Commercial papers, which are short-term unsecured promissory notes, is the newest debt instrument companies can issue to meet  their short-term financing by raising the funds from other institutions and the public.

The guideline for public issue of commercial papers was issued recently for implementation. Druk Holding and Investments (DHI) is the first corporate entity to issue commercial papers worth Nu 870 million.

Royal Securities Exchange Ltd (RSEBL) CEO, Dorji Phuntsho, said that companies issue commercial papers typically for the financing of accounts receivable and inventories.

For instance, if a company needs to finance a project or pay its employees but is running out of cash, the company can issue commercial papers promising the buyer a return with interest upon maturity.

A commercial paper is usually issued at a discount from face value and reflects prevailing market interest rates. It is similar to bonds as both are debt instruments but maturity for bonds is usually more than a year while maturity for a commercial papers are less than a year.

The DHI issued its commercial paper on March 18 and it will mature on April 24, with an interest rate  between 2-5 percent.

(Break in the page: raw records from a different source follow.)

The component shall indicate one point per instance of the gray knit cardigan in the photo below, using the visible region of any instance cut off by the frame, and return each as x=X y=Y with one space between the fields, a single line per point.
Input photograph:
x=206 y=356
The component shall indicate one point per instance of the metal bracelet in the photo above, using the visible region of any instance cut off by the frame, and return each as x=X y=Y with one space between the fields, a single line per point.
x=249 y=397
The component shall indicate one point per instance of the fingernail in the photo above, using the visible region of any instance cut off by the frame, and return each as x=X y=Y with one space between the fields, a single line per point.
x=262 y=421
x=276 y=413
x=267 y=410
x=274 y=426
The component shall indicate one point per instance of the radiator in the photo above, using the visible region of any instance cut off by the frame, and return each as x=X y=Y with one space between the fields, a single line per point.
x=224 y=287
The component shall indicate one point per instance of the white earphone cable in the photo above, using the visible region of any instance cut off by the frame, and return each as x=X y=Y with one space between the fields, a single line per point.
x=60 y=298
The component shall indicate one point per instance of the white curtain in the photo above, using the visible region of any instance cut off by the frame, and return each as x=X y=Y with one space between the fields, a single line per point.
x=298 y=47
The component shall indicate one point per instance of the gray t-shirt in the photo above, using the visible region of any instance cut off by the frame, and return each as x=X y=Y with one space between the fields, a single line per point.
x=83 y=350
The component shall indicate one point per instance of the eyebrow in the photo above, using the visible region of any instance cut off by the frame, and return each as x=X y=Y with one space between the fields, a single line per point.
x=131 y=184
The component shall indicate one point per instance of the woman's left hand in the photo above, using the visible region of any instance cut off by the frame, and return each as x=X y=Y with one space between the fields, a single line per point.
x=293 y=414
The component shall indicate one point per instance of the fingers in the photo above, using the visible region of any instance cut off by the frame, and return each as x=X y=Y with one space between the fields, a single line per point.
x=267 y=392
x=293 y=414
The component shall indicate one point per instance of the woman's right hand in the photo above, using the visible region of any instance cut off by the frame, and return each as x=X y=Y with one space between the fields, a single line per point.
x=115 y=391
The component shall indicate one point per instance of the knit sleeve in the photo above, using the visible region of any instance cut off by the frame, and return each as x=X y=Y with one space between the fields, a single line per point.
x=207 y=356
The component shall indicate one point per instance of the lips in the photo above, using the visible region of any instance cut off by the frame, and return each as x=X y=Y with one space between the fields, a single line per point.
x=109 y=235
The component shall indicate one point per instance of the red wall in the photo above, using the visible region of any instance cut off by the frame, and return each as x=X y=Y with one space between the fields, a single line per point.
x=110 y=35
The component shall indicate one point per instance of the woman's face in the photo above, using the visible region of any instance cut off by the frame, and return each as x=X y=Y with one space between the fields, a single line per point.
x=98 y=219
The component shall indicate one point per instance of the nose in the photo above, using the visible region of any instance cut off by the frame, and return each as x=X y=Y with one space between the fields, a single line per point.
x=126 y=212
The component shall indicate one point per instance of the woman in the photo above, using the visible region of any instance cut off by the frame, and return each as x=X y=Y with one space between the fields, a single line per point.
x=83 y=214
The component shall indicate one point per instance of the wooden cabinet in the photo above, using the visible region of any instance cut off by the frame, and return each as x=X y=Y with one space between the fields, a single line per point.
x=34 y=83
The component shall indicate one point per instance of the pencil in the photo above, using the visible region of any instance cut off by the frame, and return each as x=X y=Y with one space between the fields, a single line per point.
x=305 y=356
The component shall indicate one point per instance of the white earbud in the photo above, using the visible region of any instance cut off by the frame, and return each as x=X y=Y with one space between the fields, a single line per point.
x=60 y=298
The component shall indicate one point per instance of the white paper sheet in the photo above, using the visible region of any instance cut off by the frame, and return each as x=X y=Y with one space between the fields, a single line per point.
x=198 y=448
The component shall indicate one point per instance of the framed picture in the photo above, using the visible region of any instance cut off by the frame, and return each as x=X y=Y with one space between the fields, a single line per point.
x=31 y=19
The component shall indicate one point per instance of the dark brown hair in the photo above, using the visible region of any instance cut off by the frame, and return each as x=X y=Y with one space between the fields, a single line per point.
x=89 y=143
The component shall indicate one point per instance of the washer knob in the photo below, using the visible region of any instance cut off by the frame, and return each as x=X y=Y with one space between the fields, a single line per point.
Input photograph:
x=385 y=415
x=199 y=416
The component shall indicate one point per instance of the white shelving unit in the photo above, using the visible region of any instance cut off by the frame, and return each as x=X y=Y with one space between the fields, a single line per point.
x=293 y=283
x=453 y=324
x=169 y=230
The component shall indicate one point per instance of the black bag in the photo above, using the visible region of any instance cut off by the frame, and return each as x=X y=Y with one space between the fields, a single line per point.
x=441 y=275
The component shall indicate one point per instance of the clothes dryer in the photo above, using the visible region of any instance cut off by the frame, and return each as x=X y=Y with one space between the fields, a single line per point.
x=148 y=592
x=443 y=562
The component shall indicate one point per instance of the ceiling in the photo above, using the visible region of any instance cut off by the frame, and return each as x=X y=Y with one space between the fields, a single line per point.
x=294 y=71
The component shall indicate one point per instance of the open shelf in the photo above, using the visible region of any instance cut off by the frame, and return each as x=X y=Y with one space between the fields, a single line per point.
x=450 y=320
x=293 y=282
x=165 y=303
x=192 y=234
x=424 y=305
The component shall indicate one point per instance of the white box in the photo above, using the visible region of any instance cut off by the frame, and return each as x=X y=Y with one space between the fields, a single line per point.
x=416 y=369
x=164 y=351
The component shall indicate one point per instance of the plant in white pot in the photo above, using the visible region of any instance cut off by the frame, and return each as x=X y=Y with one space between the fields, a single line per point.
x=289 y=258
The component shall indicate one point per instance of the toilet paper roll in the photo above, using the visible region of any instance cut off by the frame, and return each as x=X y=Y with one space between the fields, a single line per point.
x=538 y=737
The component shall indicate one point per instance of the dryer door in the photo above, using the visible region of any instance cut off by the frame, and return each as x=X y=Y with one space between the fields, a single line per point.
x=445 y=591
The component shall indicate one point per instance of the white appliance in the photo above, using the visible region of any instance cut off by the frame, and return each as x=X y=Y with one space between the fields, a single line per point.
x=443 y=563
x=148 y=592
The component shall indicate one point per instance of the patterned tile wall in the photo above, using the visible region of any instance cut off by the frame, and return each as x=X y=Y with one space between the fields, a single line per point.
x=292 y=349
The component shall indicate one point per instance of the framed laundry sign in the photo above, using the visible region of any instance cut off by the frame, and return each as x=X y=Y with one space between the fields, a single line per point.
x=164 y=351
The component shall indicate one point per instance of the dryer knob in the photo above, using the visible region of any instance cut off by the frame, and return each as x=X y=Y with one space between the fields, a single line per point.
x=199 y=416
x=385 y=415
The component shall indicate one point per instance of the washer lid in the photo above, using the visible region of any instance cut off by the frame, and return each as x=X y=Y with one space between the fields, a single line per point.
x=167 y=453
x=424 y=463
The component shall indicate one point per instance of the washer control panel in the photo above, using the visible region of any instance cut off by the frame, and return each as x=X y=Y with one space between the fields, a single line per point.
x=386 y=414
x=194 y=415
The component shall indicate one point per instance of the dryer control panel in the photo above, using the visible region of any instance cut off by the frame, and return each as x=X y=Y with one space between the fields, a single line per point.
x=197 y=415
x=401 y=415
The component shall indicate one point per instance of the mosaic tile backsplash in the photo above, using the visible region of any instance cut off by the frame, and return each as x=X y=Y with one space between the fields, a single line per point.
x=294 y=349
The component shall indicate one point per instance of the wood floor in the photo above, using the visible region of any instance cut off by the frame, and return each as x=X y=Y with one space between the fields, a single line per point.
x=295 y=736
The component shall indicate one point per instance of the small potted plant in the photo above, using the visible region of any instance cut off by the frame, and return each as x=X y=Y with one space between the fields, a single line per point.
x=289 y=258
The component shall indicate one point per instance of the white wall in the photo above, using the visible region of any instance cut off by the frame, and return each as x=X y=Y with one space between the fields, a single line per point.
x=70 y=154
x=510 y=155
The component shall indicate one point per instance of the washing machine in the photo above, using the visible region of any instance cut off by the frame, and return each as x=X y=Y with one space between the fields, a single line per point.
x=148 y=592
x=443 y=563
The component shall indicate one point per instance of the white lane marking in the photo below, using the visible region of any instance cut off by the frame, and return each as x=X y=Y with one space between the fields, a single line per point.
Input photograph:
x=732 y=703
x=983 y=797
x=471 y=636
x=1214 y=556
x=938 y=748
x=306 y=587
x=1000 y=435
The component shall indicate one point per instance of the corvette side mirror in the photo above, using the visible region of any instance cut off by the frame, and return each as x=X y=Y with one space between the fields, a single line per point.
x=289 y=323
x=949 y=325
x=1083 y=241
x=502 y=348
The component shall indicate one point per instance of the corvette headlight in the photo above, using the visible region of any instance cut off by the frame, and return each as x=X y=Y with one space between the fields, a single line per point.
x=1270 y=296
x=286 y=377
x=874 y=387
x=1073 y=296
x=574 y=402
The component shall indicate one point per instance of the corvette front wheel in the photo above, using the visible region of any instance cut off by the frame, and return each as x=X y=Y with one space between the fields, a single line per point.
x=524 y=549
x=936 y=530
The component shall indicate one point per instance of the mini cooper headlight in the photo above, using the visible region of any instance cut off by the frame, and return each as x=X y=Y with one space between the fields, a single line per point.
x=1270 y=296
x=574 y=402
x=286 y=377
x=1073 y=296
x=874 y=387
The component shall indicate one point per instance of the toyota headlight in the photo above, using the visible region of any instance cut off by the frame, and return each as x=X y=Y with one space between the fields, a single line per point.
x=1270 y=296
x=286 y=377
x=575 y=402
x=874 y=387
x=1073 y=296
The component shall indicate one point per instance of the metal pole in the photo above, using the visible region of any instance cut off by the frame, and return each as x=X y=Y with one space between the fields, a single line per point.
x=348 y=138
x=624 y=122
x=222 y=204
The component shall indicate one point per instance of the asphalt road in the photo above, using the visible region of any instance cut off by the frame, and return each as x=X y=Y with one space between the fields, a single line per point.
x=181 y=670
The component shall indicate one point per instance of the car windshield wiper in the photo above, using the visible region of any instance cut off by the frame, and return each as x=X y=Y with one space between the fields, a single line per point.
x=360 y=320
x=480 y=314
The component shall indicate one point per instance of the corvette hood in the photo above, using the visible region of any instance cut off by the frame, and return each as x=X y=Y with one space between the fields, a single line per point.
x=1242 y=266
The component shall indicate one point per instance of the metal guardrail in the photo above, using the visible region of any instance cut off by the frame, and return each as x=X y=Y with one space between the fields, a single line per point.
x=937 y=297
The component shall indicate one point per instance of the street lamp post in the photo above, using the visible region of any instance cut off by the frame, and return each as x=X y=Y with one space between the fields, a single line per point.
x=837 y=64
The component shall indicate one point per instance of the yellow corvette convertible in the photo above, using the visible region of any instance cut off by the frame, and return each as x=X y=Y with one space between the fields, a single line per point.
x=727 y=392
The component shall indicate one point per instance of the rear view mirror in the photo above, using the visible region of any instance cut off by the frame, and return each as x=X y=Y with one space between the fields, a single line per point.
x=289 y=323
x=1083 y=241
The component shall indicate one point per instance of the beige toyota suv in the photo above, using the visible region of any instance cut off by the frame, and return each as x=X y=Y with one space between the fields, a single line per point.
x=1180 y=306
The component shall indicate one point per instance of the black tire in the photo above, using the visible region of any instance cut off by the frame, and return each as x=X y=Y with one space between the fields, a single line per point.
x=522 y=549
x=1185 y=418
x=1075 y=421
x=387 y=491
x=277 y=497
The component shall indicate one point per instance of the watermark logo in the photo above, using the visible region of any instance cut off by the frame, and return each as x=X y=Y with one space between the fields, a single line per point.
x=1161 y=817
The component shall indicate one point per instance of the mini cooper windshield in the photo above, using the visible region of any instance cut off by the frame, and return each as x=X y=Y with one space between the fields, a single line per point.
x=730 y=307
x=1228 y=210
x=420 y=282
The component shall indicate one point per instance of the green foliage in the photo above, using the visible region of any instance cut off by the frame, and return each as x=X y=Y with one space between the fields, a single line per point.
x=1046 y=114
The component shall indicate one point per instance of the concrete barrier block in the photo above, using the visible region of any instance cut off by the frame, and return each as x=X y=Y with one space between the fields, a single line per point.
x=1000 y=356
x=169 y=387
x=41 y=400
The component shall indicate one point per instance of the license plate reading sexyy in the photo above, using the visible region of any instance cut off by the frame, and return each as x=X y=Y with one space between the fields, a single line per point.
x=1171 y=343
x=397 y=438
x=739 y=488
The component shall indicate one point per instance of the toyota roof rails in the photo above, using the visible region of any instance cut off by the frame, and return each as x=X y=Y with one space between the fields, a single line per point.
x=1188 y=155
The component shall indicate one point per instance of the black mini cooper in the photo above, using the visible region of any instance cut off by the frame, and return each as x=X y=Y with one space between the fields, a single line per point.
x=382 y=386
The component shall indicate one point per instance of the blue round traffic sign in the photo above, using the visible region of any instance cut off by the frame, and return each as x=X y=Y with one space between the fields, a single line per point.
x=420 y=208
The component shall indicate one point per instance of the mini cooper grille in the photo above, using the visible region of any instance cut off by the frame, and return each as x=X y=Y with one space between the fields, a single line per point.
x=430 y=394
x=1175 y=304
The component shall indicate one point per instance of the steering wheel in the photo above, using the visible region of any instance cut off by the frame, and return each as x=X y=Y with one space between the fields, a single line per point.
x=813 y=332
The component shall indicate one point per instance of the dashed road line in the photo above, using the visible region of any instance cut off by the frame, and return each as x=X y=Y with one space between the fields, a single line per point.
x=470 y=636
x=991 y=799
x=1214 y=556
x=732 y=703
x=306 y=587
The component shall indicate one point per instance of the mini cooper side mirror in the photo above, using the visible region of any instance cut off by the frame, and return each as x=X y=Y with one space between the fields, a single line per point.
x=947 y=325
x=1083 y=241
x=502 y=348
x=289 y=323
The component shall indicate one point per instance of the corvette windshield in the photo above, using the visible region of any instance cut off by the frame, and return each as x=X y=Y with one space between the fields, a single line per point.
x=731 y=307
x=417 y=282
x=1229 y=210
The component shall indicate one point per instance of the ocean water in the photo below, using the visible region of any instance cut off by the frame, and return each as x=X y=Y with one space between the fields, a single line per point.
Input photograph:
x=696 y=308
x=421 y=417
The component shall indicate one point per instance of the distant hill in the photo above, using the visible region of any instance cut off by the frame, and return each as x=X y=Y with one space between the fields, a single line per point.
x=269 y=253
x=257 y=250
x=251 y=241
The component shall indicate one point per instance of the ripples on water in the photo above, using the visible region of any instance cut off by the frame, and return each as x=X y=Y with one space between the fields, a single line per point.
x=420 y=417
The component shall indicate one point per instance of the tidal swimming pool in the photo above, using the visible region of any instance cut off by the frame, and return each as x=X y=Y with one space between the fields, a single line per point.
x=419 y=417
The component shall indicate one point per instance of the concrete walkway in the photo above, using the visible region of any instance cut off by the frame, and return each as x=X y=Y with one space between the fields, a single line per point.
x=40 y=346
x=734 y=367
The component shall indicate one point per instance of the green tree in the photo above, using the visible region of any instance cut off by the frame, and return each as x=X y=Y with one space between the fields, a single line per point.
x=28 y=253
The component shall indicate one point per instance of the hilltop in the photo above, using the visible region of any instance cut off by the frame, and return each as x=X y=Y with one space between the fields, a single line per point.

The RSEBL would provide the platform for such trade and act as a payment agent. The CEO also said that RSEBL would remind both the subscribers and issuers prior to three working days.

The company registry division of the Department of Industry has come up with a guideline for eligibility and due process.

All incorporated companies including the financial institutions are permitted to raise short term finances through issuance of commercial papers provided the net worth of the company is not less than Nu 5 million as per the latest audited balance sheet and is backed by collateral such as time deposits, receivables, inventories and other assets.

Alternatively, the company may also seek corporate guarantee from its holding company or guarantees from any financial institutions.

The issuing company must not have overdue loans or defaults in the report obtained from the Credit Information Bureau (CIB).

However, all individuals, financial institutions and other corporate bodies and unincorporated Bhutanese private firms as well, are eligible to invest in commercial papers.

For the financial institutions, with prior approval from the Central Bank, they can also invest their excess funds parked with the Central Bank as reserves.

Commercial papers, according to the guideline, are to be issued in denominations of Nu 100,000 and multiples thereof.

An official from the company registry division said that in the near future a proper rule and regulation would be put in place.